I’m sure this is not a venue for particularly breaking news about anything, let alone the Arrested Development movie. For example, you may have already known that  the nine or ten episodes planned to hit Netflix prior to the movie’s release are actually episodes following the main characters’ paths in the time period between the show’s finale and the movie itself. However, my podcast obsession may have given me a slightly early hint at what might be in store in the movie itself; specifically, in the latest episode of WTF with Marc Maron, Michael Cera indicated that the movie might take place in “real time” relative to when the show ended in 2006. So that means the characters would have aged six or seven years by the time the episodes air and the movie gets released. Pretty ballsy, but then again, what show could accomplish it if not Arrested Development. Also, it would be pretty tough to imagine George Michael as a 12 year old, regardless of how much of an immortal/vampiric babyface Cera is.

And in other Arrested Development news, fans of Justin Grant Wade (aka Steve Holt!) have started a “Save Steve Holt!” online movement (though movement may be a bit strong of a word given that nobody involved has probably moved away from their keyboard in enlisting). Citing the fact that Wade has not been contacted about reprising his role as Steve Holt! (I think the exclamation point is on his birth certificate), the fans infer that there aren’t yet plans to include this Bluth in the family reunion. And if that last sentence was a spoiler, shame on you.

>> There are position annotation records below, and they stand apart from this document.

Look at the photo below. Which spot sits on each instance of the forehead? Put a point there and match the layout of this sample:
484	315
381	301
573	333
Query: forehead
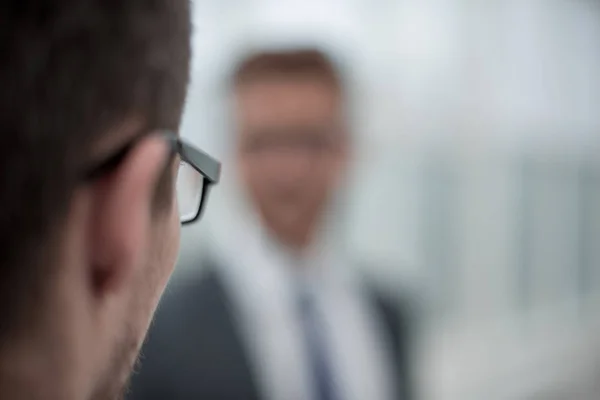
286	101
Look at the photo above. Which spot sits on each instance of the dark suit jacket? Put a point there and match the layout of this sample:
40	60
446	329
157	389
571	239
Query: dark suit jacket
193	350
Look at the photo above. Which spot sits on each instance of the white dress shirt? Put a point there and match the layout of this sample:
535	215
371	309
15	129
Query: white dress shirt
262	277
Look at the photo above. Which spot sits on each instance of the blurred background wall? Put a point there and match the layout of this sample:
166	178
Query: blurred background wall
477	181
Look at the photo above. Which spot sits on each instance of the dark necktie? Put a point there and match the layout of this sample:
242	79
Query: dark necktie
316	347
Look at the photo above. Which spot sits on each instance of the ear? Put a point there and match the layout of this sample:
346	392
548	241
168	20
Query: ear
121	216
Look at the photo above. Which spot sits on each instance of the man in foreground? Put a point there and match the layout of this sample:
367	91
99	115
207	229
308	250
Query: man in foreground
280	313
91	101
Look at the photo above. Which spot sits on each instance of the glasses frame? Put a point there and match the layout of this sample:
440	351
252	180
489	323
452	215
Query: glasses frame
203	163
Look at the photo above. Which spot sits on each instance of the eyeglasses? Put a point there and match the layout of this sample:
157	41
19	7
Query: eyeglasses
196	174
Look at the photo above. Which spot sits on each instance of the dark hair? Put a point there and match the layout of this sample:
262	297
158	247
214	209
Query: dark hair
288	64
71	71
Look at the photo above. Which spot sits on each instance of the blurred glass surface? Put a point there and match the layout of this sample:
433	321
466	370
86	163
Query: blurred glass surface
477	180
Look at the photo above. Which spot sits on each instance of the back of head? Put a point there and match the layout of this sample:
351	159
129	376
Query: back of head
72	72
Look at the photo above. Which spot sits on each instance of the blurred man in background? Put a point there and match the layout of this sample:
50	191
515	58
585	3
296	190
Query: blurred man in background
89	230
279	314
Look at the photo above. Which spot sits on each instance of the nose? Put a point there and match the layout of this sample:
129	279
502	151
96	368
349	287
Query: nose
293	166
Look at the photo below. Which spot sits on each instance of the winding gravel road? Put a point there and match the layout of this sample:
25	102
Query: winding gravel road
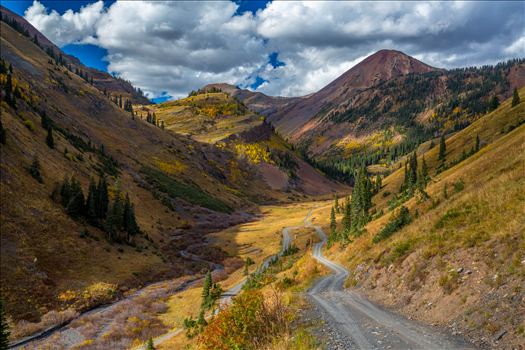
364	324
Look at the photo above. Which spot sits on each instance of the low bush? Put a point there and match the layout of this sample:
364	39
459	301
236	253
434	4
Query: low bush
251	322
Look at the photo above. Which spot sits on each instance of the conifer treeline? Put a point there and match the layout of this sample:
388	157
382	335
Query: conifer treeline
117	219
355	209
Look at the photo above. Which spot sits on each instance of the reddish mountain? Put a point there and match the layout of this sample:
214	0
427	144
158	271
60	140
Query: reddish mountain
381	66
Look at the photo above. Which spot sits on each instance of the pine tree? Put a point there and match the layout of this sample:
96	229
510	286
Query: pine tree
515	98
347	217
49	139
91	203
201	321
65	191
102	198
149	344
424	172
442	148
35	170
206	292
494	103
44	120
4	328
333	225
75	207
2	134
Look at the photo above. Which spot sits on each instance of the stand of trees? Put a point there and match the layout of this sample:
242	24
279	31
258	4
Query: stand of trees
117	219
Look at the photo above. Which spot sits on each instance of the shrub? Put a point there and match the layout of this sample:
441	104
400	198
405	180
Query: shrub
250	323
395	224
29	124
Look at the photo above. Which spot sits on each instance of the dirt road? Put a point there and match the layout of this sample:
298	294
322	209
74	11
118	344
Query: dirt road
363	324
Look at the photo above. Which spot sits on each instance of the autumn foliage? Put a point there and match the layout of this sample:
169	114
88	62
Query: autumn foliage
250	323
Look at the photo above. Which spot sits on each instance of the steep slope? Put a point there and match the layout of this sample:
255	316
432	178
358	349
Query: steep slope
214	116
460	261
384	107
55	256
379	67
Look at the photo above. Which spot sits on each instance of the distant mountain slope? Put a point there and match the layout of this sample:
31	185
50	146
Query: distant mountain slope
379	67
459	261
384	107
214	116
102	80
57	125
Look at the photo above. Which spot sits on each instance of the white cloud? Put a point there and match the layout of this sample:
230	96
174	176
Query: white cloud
68	28
179	46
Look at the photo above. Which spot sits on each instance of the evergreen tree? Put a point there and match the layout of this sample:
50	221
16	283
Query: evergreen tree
347	217
206	296
91	203
515	98
333	226
65	191
44	120
201	321
149	344
75	207
35	170
424	172
442	148
4	328
102	198
49	139
118	212
494	103
2	134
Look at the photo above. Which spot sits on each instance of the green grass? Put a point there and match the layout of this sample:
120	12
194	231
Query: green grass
174	188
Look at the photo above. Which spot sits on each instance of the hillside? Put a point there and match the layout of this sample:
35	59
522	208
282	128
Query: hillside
459	261
215	117
56	251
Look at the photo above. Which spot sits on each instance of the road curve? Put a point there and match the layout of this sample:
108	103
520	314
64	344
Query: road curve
367	325
227	296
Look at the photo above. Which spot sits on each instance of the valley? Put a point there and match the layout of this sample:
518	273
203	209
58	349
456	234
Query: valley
385	210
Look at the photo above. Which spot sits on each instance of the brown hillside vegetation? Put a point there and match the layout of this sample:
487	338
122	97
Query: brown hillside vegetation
460	262
180	188
215	117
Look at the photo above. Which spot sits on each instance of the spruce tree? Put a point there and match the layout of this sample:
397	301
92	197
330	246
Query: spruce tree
35	170
91	203
102	198
333	225
149	344
442	148
65	191
424	172
49	139
2	134
206	292
75	207
494	103
515	98
4	327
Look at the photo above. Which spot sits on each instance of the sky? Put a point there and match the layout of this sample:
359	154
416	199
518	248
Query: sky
281	48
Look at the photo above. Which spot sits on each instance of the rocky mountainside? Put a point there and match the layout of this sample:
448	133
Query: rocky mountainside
95	199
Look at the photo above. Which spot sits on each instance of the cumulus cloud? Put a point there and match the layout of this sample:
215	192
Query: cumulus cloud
179	46
70	27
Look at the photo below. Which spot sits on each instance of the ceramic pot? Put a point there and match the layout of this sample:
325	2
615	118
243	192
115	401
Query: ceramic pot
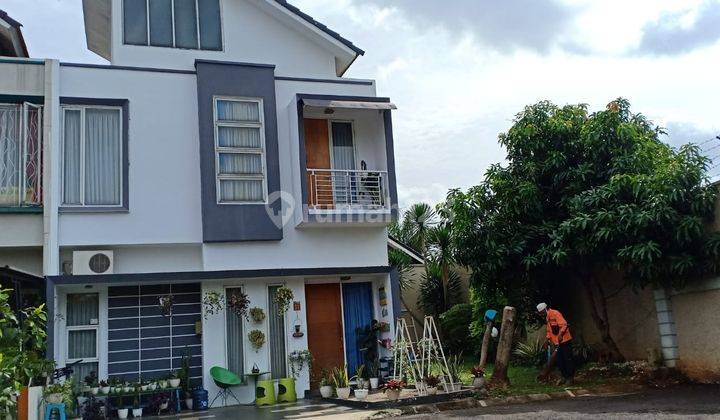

As much as I liked the character arc of Steve Holt!, and as much as I think it would be frivolously easy to throw him into a background scene as an Easter egg if nothing else, I do somewhat resent the presumptuousness of the fans that think they should have any creative say in how the show gets reinstated. If anything, I think Arrested Development is the paradigmatic example of a situation where studios should just leave the creativity to the creative people and leave them the fuck alone. Such was the approach that led to every classically great work of art prior to the industrial revolution; you had benign patrons who allowed the creative juices to flow without the need for studio “notes” or standards and practices (though the inherent threat of execution at displeasing a monarch may have been an implicit form of note-giving, I suppose–those who would roil the throne simply had to be more artful in doing so, or risk exile).

That’s part of why I’m excited that Netflix has adopted the role of benign patron for Arrested Development. Netflix now provides yet another method of circumventing the studios’ control over creative productions, in the same way that Louie C.K. and now Aziz Ansari have taken their work straight to the fans without intermediation. The more power and the means of production and distribution are dispersed, the more art can stay true to the original creative vision, no matter how specific or unpopular that vision may be. By simply bypassing those who occupy positions of censorship, art is better distributed. For yet another example, “Bully” is being released by the Weinsteins without a rating by the MPAA in the face of the ridiculous decision/threat to give it an ‘R’ rating for the use of profanity uttered by minors and which was uncoincidentally the whole point of the movie (and bravo to AMC Theaters for allowing kids to enter with permission slips from their parents).

That being said, and in all fairness to the movie studios, when you’re pouring millions of dollars into an investment, it makes sense to try and be sure that what you’re making is going to recoup an investment. See, e.g., John Carter and the $200 million loss from Mars.